それでも、私は数学が苦手で嫌いで、今でもダメだ。
冒頭でも書いたように、数学に「面白さ」が発見できず、生来「型にはまった考え方」に抵抗があるから、方程式や定式に当てはめる数学が面白いと思えない。
ともあれ、1980年代を多感な10代として過ごし、高校を中退した私からすれば、教育問題は長年、興味と関心の対象だ。
ネットでも様々な年代の人とコミュニケーションを取ることがあるが、総じて若い人の劣化が目に付く。別に自分が優秀などと言うつもりは毛頭ないが、日本語が通じにくいから、ギャグも通じない。

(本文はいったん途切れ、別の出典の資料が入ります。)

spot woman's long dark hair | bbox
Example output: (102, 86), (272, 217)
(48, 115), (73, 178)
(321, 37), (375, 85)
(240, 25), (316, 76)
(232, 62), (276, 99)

もっとワシにギャグを言わせろ!そして笑え!!(違う、そうじゃないw
・・・もし、真に保守を主張するなら、教育問題こそが本丸で是正する必要がある
文章が理解出来ず、漢字が読めないのは、朝鮮半島と同じレベルで劣化するのが分からないのだろうか。
1980年代以降のアメリカでは、ワープロソフトの普及で(スペルチェック機能の搭載で)英単語がロクに書けないアメリカ人が続出しているのだが、これも知らない人が多い。
日本人がそうなってしまったら、本当に日本は終わるだろう。